Raquella felt herself flush. “Don’t forget that the first stages of infection include paranoia, mental delusions, and aggressiveness. The spice enhances thought processes— perhaps it also helps people fend off an initial infection.”

He grabbed her by the shoulders. “Raquella, if you’re right, this is a huge breakthrough! We can treat entire populations that haven’t been exposed yet, immunizing them against the virus.”

“Right, but we need to move fast,” Raquella said. “And where will we get so much melange?”

Mohandas lowered his head. “It’s much more serious than that. Do you doubt that the Scourge has already hit other planets? The epidemic could be moving across the galaxy like a storm of locusts. We have to get the news out into the League at all costs.”

Raquella drew a quick breath. “My… Vorian Atreides— he can do it!”

She raced out of the records chamber to the hospital’s abandoned communications room. She had to send a signal to him before his vessel accelerated out of the system. As Supreme Commander of the Army of the Jihad, he could insist that the League dramatically increase spice distribution to any planet that might be a target of the Omnius plague.

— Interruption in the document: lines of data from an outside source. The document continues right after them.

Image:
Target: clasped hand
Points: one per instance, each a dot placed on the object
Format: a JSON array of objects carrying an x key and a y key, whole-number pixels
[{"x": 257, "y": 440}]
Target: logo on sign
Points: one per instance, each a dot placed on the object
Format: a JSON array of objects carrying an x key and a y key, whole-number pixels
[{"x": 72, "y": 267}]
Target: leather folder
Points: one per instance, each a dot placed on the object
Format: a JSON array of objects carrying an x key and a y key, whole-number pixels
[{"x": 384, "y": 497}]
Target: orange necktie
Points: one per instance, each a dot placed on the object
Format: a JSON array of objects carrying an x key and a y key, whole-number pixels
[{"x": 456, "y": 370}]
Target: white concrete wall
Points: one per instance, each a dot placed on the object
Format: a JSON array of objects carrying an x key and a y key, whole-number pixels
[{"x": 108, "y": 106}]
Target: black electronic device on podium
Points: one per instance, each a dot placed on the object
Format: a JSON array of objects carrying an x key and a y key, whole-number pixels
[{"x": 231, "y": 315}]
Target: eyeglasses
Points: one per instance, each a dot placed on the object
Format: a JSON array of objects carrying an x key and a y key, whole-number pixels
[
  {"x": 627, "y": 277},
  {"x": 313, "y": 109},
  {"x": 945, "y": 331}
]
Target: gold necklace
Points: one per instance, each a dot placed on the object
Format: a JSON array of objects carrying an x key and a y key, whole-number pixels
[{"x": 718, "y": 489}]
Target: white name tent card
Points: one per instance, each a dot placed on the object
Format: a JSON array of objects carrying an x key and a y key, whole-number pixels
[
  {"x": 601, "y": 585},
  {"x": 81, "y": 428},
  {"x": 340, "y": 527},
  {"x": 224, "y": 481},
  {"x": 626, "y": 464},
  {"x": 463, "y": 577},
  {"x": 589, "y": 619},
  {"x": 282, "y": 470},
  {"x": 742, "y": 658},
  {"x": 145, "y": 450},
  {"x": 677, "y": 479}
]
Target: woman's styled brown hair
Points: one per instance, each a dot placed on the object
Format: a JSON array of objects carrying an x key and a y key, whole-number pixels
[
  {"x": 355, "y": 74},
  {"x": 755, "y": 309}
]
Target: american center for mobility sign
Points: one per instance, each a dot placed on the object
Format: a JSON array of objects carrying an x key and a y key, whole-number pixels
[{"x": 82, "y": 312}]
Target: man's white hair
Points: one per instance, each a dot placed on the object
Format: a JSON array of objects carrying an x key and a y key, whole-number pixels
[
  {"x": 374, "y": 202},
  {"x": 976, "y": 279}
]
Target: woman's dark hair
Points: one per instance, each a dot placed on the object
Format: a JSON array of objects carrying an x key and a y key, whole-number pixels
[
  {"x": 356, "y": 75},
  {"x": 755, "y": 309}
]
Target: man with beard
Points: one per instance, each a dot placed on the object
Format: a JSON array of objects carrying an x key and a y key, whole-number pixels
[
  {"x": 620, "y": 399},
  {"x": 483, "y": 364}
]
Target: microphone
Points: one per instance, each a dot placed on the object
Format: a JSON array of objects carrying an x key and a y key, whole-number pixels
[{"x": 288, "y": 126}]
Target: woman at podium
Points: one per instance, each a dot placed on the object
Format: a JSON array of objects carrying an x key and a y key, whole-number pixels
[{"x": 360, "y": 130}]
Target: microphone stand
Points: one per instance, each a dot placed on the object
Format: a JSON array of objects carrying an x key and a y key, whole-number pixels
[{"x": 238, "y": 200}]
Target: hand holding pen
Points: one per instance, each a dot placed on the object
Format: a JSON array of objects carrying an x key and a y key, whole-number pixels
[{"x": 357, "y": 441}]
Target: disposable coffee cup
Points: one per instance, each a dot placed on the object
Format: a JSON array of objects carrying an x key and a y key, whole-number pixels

To her relief, he acknowledged her transmission after a long signal delay. Without pausing, she told her full explanation, then waited for the transmission lag. Finally, he said, “Melange? If that’s true, we’re going to need a hell of a lot of it. You’re sure?”

“I’m sure. Get the message out— and stay safe yourself.”

“You too,” he said. “VenKee headquarters on Kolhar is near my route back to Salusa. I can speak directly to the managers of the spice trade.” He added something else, but static interfered, and they lost contact.